The first two are familiar. The third is where things get interesting.
Context is not just environment or opportunity in a broad sense. It is whether the user can realistically act right now. Do they have enough time? Enough attention? Enough confidence? Enough trust? Enough energy to continue?
This matters because onboarding happens inside windows of opportunity. Those windows open and close constantly.
A user may fully intend to complete a task but still abandon it because the moment changed. They got interrupted. They lost confidence. The task suddenly felt too large. The flow asked for too much at once.
Historically, products could not really respond to this. They only reacted after the user dropped off.
That is where GenAI becomes interesting
Context is what GenAI feeds on!
Not because every product suddenly needs a chatbot, but because onboarding systems can now begin interpreting behavioral context while the user is still inside the experience.
A long pause on an income verification step might trigger an offer to import tax data automatically. Repeated backtracking might trigger human assistance. Someone trying to cancel because of low usage might receive a pause option instead of a discount.

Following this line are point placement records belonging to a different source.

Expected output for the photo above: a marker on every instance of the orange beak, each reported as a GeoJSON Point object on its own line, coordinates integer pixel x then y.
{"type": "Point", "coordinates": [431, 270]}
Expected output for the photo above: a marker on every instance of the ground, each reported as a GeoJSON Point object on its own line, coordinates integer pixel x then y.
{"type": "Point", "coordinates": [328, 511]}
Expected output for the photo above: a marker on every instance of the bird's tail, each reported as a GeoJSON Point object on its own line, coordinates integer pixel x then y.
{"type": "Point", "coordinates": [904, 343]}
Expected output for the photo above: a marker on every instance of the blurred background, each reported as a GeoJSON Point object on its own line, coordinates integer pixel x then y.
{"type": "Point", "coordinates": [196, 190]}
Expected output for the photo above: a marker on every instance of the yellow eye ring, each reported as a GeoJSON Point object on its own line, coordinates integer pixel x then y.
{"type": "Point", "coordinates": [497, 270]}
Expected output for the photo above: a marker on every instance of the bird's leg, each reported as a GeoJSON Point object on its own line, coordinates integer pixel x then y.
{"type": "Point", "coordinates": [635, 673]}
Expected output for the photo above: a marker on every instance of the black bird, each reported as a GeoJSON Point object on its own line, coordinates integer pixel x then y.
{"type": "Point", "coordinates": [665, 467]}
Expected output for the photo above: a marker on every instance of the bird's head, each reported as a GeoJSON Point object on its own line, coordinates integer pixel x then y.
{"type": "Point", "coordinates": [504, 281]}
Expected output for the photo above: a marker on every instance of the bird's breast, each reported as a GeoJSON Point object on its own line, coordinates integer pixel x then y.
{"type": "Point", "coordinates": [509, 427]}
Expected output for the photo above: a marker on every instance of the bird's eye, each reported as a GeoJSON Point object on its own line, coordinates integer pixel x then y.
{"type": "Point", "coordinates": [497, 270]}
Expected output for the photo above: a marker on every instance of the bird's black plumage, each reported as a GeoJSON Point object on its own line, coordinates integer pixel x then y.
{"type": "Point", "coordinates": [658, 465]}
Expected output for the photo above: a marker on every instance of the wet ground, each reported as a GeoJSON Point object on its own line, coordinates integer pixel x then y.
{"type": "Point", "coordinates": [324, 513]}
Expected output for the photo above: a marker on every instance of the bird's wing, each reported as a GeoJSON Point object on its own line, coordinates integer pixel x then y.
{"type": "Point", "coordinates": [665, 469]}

So please! Don't add more prompts! Seek to make a better fit with what you're presenting the user with and their context.
Instead of forcing every user through the same path, onboarding can begin adapting to what the current moment actually allows.
I'm working on a longer article exploring this idea. I hope to finish it this week. Until then, you can read more about my adapted behavioral modal (that fits nicely with AI): https://learningloop.io/blog/a-behavioral-model-of-user-onboarding
This is how to use the new capabilities of GenAI to shift onboarding (and any flow, really) from static flows to adaptive systems.